The D-21 drone used a ramjet, just like its Oxcart mothership, Annie Jacobsen explains (in Area 51), and needed to be launched at supersonic speed:
For public safety reasons, the plan was to launch the triplesonic drone off the coast of California in March of 1966 for the first test, and to prepare his pilots, Colonel Slater had them swim laps each day in the Area 51 pool, first in bathing suits and then with their pressure suits on. “We’d hoist the guys up over the water in a pulley and then drop them in the pool. As soon as they hit the water the first time, the pressure suit inflated, so we had to have that fixed,” Slater recalls. When it came time to practice an actual landing in a large body of water, the Agency’s highest-ranking officer on base, Werner Weiss, got the Coast Guard to seal off a large section of Lake Mead, the largest reservoir of water in the United States, located just east of Las Vegas.
[…]
Both aircraft flew west until they were a hundred and fifty miles off the coast of California. There, the M-21, piloted by Bill Park, prepared for the D-21 launch. A camera in Slater’s airplane would capture the launch on 16-millimeter film. Down below, on the dark ocean surface, a rescue boat waited.

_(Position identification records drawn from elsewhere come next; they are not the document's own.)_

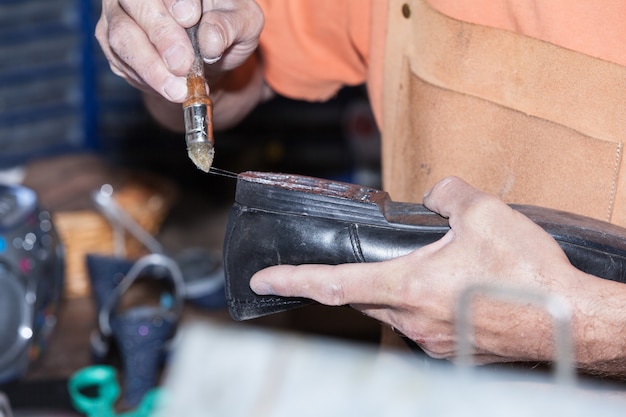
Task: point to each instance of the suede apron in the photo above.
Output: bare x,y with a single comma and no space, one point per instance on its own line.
526,120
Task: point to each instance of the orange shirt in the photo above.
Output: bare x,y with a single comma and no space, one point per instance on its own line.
312,48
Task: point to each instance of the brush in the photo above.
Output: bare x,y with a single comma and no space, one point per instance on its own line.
198,112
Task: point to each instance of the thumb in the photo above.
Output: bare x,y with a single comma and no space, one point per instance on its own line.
230,35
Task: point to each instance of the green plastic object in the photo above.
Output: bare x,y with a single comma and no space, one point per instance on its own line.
94,391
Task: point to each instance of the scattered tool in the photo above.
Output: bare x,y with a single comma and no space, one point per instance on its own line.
198,111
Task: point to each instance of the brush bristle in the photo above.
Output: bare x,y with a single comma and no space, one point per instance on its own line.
201,155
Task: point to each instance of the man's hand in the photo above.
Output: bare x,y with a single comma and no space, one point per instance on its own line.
146,43
489,243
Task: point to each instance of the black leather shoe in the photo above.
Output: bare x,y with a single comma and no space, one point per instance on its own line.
290,219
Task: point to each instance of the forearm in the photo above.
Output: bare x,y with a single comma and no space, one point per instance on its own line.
234,95
599,324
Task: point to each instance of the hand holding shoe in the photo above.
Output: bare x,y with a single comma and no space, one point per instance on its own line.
416,294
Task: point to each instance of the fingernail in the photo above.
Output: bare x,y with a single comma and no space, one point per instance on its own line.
175,88
183,10
261,288
175,56
212,60
215,42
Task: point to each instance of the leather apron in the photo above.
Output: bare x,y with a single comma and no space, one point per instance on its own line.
526,120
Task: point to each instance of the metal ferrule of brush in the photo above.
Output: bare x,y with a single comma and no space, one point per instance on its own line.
196,124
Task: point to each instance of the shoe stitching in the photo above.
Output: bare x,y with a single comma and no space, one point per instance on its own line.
353,231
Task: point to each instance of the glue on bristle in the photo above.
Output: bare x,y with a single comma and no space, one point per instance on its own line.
201,154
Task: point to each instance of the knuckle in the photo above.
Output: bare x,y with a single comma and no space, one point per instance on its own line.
334,294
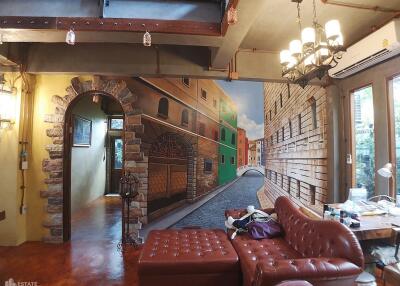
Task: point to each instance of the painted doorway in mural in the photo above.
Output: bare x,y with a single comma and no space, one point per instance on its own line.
167,175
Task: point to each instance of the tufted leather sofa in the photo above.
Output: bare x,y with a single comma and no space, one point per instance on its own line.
321,252
195,257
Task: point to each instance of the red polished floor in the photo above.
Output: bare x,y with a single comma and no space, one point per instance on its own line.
90,258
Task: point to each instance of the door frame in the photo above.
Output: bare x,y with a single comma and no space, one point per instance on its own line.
67,156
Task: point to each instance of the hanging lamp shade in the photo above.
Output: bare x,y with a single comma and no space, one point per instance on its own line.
295,48
285,57
332,29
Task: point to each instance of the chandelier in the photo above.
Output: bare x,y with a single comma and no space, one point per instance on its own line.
319,50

Park hit Ignite, and the drone launched up and off the M-21. But during separation, the drone pitched down instead of up and instantly split the mother aircraft in half. Miraculously, the drone hit neither Park nor Torick, who were both trapped inside.
The crippled aircraft began to tumble through the sky, falling for nearly ten thousand feet. Somehow, both men managed to eject. Alive and now outside the crashing, burning airplane, both men were safely tethered to their parachutes. Remarkably, neither of the men was hit by the burning debris falling through the air. Both men made successful water landings. But, as Slater recalls, an unforeseen tragedy occurred. “Our rescue boat located Bill Park, who was fine. But by the time the boat got to Ray Torick, he was tied up in his lanyard and had drowned.”
Kelly Johnson was devastated. “He impulsively and emotionally decided to cancel the entire program and give back the development funding to the Air Force and the Agency,” Johnson’s deputy Ben Rich recalled in his 1994 memoir about the Lockheed Skunk Works. Rich asked Johnson why. “I will not risk any more test pilots or Blackbirds. I don’t have either to spare,” Johnson said. But the Air Force did not let the Mach 3 drone program go away so quickly. They created a new program to launch the drone from underneath a B-52 bomber, which was part of Strategic Air Command. President Johnson’s deputy secretary of defense, Cyrus Vance, told Kelly Johnson, “We need this program to work because our government will never again allow a Francis Gary Powers situation develop. All our overflights over denied territory will either be with satellites or drones.”
Three years later, in 1969, the D-21 drone finally made its first reconnaissance mission, over China, launched off a B-52. The drone flew into China and over the Lop Nur nuclear facility but had then somehow strayed off course into Soviet Siberia, run out of fuel, and crashed. The suggestion was that the drone’s guidance system had failed on the way home, and it was never seen or heard from again. At least, not for more than twenty years. In the early 1990s, a CIA officer showed up in Ben Rich’s office at Skunk Works with a mysterious present for him. “Ben, do you recognize this?” the man asked Rich as he handed him a hunk of titanium. “Sure I do,” Rich said. What Ben Rich was holding in his hand was a piece of composite material loaded with the radar-absorbing coating that Lovick and his team had first developed for Lockheed four decades before. Asked where he got it, the CIA officer explained that it had been a gift to the CIA from a KGB agent in Moscow. The agent had gotten it from a shepherd in Siberia, who’d found it in the Siberian tundra while herding his sheep. According to Rich, “The Russians mistakenly believed that this generation-old panel signified our current stealth technology. It was, in a way, a very nice tribute to our work on Tagboard.”